Interviews, insight & analysis on digital media & marketing

Tiffany St James: The eight key skills of digital stewardship

Tiffany St James is one of the UK’s most experienced digital transformation specialists, the founder of Transmute and former Head of Public Participation for the UK Government. She is also NDA’s monthly columnist.

If you are leading a digital transformation programme in-house what resources can you lean into externally from people who have been there and done that?

Coaches tend to ask you the right questions to help you determine your powerful answers and whilst that is a good discipline, coaches know and understand that your answers are the best ones, sometimes you need to stand on the shoulders of people who have led programmes before and glean their knowledge too.

Mentoring takes many forms but sometimes it’s informal, or it looks at your entire career path and helpful connections that drive you forward but not lifting the Pandora’s Box of your digital change programme and exactly how you should approach it with tacit knowledge.

Who can you then turn to?

I call this discipline Digital Stewardship. It’s more than coaching and mentoring combined. It is a partnership, someone working alongside you with experience of digital transformation delivery who is working with you to help you keep you on the rails.

Management consultants may deliver this, but they tend to want to work out your tasks and hand you a process to deliver it.

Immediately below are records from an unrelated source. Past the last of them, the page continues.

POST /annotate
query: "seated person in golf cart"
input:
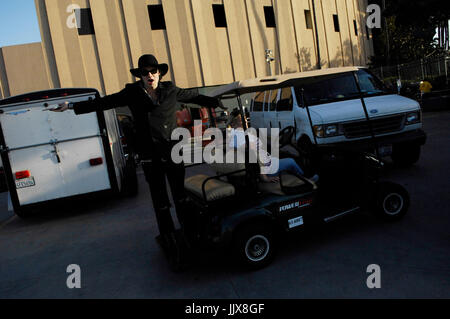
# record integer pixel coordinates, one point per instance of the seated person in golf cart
(237, 179)
(237, 141)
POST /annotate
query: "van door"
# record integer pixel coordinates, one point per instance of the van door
(285, 103)
(257, 114)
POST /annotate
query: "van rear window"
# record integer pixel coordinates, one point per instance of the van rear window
(338, 87)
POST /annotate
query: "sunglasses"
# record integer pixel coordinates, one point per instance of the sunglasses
(152, 71)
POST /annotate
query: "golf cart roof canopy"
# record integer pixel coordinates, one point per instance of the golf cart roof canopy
(272, 82)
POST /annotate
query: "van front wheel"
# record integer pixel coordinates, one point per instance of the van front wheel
(406, 154)
(305, 149)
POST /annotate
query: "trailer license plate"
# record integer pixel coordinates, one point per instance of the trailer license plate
(385, 150)
(295, 222)
(26, 182)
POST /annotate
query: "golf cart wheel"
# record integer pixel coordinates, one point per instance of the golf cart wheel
(405, 155)
(254, 246)
(392, 201)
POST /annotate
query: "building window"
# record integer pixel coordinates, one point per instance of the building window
(85, 23)
(336, 23)
(308, 19)
(270, 17)
(157, 20)
(356, 27)
(220, 18)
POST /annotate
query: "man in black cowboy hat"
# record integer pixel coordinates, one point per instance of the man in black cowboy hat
(153, 105)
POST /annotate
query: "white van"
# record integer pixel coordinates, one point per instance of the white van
(336, 113)
(49, 157)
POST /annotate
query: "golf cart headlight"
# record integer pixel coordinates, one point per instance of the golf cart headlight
(412, 118)
(331, 130)
(318, 131)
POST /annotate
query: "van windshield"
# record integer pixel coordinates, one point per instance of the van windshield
(339, 87)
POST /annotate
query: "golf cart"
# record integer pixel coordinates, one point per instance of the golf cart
(234, 209)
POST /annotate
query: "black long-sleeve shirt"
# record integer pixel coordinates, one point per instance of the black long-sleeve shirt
(153, 120)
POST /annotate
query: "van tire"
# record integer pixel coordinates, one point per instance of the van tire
(391, 202)
(406, 154)
(130, 181)
(305, 149)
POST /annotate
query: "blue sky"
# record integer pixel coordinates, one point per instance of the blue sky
(18, 22)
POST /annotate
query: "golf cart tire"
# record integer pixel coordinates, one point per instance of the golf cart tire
(254, 245)
(22, 214)
(405, 155)
(392, 201)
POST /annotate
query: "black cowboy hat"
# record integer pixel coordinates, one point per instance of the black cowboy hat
(147, 61)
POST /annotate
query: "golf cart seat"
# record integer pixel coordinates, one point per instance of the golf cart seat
(215, 189)
(289, 184)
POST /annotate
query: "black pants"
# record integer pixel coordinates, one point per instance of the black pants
(156, 172)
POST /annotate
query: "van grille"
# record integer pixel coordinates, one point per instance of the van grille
(380, 126)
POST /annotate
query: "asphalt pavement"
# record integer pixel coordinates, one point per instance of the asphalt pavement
(112, 241)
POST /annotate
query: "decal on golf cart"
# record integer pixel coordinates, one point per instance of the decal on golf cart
(295, 222)
(295, 205)
(25, 182)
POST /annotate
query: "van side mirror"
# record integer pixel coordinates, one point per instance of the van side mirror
(284, 105)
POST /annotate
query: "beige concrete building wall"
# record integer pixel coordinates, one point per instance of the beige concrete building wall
(335, 52)
(322, 34)
(354, 38)
(23, 69)
(286, 34)
(198, 53)
(4, 86)
(47, 45)
(239, 39)
(182, 49)
(345, 29)
(262, 38)
(305, 38)
(112, 43)
(360, 9)
(214, 49)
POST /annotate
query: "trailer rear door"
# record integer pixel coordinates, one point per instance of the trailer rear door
(53, 155)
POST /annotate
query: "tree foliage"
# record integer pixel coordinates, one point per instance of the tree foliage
(409, 29)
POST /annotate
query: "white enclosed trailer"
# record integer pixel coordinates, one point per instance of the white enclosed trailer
(51, 157)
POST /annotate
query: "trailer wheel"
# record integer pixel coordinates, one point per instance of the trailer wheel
(254, 246)
(130, 180)
(392, 201)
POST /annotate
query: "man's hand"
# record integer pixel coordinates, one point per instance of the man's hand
(220, 105)
(62, 107)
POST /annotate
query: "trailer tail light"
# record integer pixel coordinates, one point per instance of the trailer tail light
(22, 175)
(96, 161)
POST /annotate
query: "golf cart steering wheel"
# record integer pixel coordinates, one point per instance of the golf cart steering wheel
(286, 135)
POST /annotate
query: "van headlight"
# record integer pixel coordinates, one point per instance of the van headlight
(412, 118)
(326, 130)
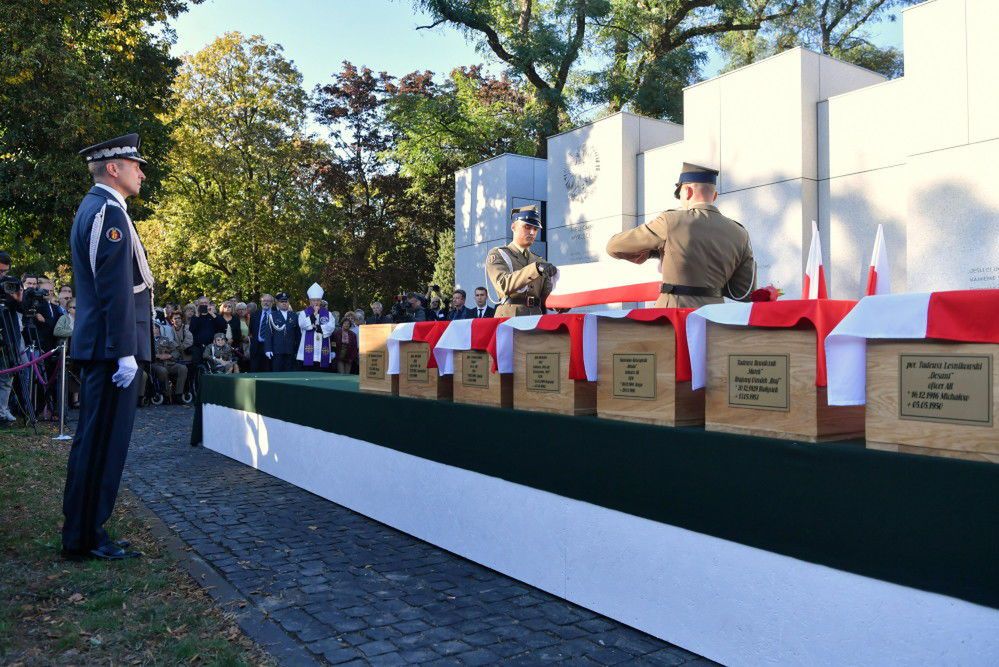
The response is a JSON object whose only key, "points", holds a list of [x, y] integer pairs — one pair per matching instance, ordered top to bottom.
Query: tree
{"points": [[833, 27], [654, 49], [644, 51], [72, 73], [467, 118], [236, 212], [379, 238], [444, 266]]}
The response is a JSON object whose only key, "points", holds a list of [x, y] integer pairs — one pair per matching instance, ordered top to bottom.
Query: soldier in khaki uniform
{"points": [[705, 256], [522, 279], [169, 364]]}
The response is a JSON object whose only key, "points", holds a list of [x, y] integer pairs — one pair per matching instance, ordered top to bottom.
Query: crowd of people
{"points": [[227, 337]]}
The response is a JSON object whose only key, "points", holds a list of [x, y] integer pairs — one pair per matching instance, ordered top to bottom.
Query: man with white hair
{"points": [[705, 256], [315, 349]]}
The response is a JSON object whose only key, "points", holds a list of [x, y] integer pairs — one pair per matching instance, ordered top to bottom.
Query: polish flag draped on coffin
{"points": [[820, 314], [966, 316]]}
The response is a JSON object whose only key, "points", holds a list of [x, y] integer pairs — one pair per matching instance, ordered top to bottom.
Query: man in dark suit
{"points": [[482, 307], [458, 310], [258, 333], [111, 334], [281, 339]]}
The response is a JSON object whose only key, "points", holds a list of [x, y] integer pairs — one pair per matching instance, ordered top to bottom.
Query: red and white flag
{"points": [[879, 273], [814, 284], [964, 316]]}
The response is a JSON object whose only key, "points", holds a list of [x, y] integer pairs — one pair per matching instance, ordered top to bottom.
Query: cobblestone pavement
{"points": [[349, 589]]}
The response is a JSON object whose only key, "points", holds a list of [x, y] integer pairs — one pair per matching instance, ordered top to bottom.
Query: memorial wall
{"points": [[797, 137]]}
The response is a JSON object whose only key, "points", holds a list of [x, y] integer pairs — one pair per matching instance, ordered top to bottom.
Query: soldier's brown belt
{"points": [[688, 290]]}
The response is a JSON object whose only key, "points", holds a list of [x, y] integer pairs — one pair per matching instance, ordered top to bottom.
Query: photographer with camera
{"points": [[409, 308], [41, 315], [202, 327], [11, 343]]}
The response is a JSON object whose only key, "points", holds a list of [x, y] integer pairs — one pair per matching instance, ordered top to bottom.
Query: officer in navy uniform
{"points": [[112, 332], [281, 338]]}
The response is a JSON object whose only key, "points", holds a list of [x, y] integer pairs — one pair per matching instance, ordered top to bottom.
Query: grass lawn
{"points": [[52, 611]]}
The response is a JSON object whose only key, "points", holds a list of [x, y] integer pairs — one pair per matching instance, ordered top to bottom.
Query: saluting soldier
{"points": [[704, 255], [522, 279], [112, 332], [281, 338]]}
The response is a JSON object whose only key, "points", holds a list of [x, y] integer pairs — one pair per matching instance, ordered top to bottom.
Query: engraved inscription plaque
{"points": [[376, 365], [416, 365], [475, 369], [542, 371], [635, 375], [759, 381], [953, 389]]}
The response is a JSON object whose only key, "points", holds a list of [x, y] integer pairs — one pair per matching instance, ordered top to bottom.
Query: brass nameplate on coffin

Coaches are good at this as long as they have the industry experience to back it up.

So what should you look for in a digital steward?

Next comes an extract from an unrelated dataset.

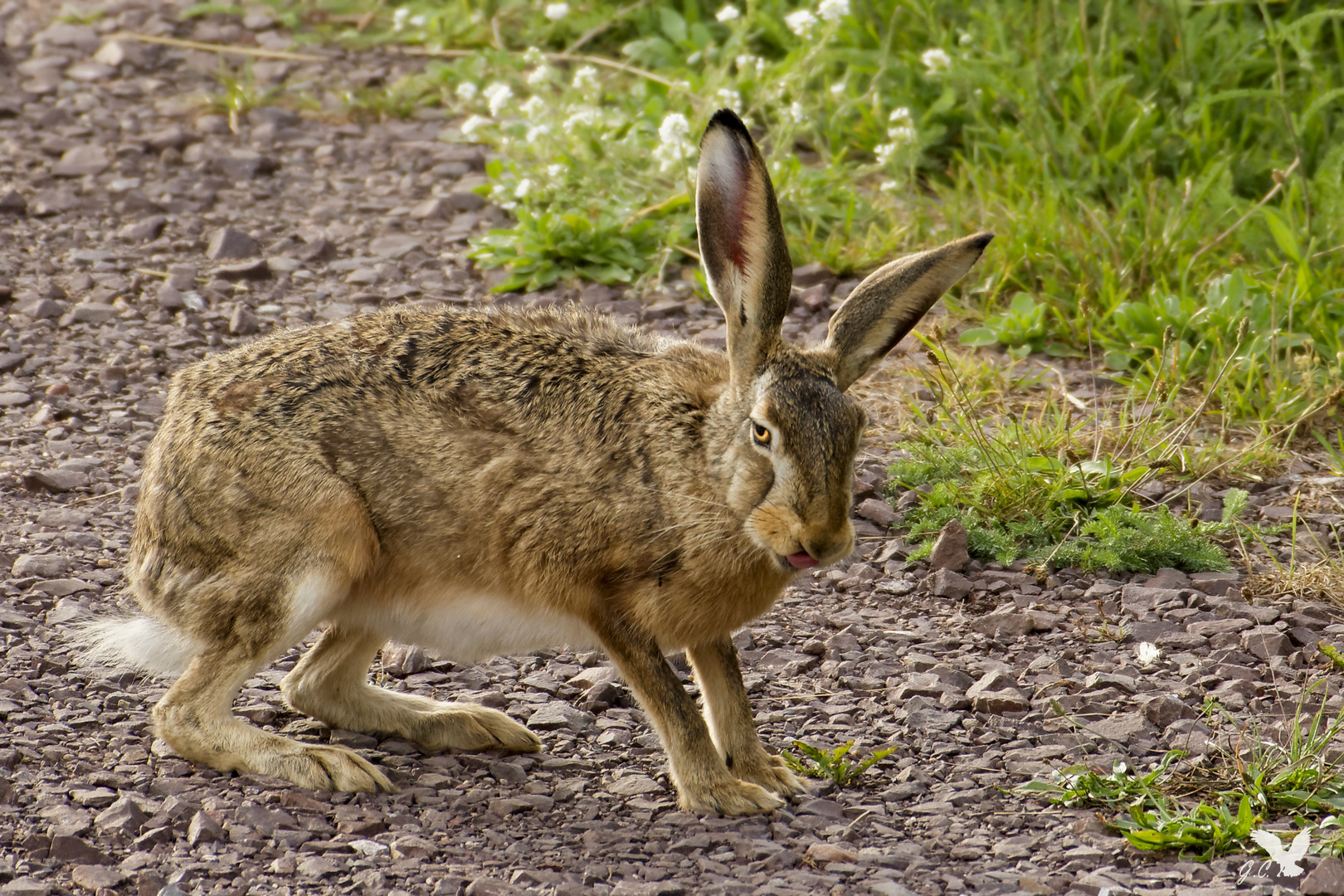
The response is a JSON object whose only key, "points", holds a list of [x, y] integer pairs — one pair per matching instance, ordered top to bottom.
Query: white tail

Experience in more than one programme

What worked in British Steel may not work for you. You need support from someone who has ideally delivered transformational change in a few different industries, not just one, and not just your industry. They’d have not only a track record of success but also real-world practical knowledge.

A strategic thinker with tactical know-how

It’s no good having just a strategist lead your project, they must have rolled up their sleeves and delivered programmes and learned first hadn what works and what does not work.

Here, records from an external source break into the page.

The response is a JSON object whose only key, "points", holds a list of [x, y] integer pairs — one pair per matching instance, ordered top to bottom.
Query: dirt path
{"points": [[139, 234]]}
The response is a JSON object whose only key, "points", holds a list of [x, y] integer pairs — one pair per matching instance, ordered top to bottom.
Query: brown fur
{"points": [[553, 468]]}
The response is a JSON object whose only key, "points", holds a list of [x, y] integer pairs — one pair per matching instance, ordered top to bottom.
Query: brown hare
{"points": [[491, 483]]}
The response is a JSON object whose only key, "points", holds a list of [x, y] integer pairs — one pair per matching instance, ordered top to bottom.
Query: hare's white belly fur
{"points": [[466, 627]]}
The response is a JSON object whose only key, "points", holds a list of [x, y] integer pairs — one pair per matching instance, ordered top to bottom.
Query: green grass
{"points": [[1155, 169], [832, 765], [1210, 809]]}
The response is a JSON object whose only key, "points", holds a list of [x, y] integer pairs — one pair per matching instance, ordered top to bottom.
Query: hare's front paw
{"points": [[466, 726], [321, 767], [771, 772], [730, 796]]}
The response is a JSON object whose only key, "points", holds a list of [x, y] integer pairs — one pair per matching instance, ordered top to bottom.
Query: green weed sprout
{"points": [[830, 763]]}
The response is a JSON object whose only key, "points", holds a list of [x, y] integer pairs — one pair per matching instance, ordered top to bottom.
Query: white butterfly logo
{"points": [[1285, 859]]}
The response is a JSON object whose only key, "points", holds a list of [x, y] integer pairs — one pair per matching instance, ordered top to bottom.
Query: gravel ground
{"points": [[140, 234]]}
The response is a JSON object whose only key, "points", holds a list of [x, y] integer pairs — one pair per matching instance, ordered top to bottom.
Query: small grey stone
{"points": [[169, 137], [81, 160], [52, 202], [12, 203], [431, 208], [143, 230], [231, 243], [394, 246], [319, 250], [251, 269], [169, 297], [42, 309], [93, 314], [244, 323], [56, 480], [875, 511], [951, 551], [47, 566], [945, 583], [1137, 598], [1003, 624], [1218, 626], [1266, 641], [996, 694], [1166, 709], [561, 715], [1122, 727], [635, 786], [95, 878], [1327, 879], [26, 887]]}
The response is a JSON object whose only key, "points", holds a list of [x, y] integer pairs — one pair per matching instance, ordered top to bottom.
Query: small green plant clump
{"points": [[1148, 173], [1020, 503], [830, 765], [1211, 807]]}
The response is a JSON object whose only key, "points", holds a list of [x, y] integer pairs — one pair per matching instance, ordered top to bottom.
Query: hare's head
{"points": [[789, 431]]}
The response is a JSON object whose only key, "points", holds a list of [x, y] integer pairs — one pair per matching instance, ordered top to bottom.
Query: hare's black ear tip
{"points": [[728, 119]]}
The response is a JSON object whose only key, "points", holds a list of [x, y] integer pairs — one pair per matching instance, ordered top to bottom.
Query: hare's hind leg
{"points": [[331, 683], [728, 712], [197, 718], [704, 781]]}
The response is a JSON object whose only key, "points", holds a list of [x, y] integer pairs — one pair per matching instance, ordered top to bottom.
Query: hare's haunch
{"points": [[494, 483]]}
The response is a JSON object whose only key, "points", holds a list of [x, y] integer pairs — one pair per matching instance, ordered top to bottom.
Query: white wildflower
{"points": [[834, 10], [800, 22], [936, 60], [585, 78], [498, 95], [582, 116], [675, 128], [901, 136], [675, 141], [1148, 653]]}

Good doctrine with flexible systems

There is not a transformational change system or process that fits all businesses. You will not want someone who on day one arrives with their process and tries to fit your complex business into their model. Not a fixed programme of how to deliver something that is implemented by someone junior.

Alternatively, you do not want a person or team that turns up with no preparation or previous practice, it needs to be a balanced approach. A careful dance between processes that work and how that fits here. You’ll need processes with differing levels of maturity and differing levels of authority vs collaborative working decision-making depending on your culture.

Curiosity and connected digital knowledge

It’s important that they have a solid grasp of established and emerging technologies across Cloud, Automation and AI as well as the implications for business and that they have a range of resources to continually update themselves on trends and insights in new developments. That’s likely to be an inherent curiosity as well as being well connected in industry. Not all of the innovations are published and some come from the emerging idea of peers leading in their field and their access to them.

Someone who leaves their ego at the door

You should not be looking for people who are looking to make a name for themselves, their role is to help you shine, not put themselves on an awards pedestal.

Good working chemistry

You’ll be working in partnership so it is important that you have chemistry with your digital steward. You don’t need to be best friends, you should respect them and have good working chemistry.

Mentoring and coaching abilities

They will need to switch between asking probing questions that enable you to reflect and sharing a range of experiences about what good practice looks like. A mentoring-like approach to connecting you with the right additional support, public platforms, networks and extra-curricular environments that will further your knowledge.

Change management, communications and storytelling

Being a solid practitioner needs to be married with the ability to bring people in the business along with you. Despite having formal Change Management and Change Communications leads your Digital Steward will need a good working understanding and practice of these disciplines too.

Overall you will only know what skills you possess and what skills from a Digital Steward would help you and your digital programme to flourish.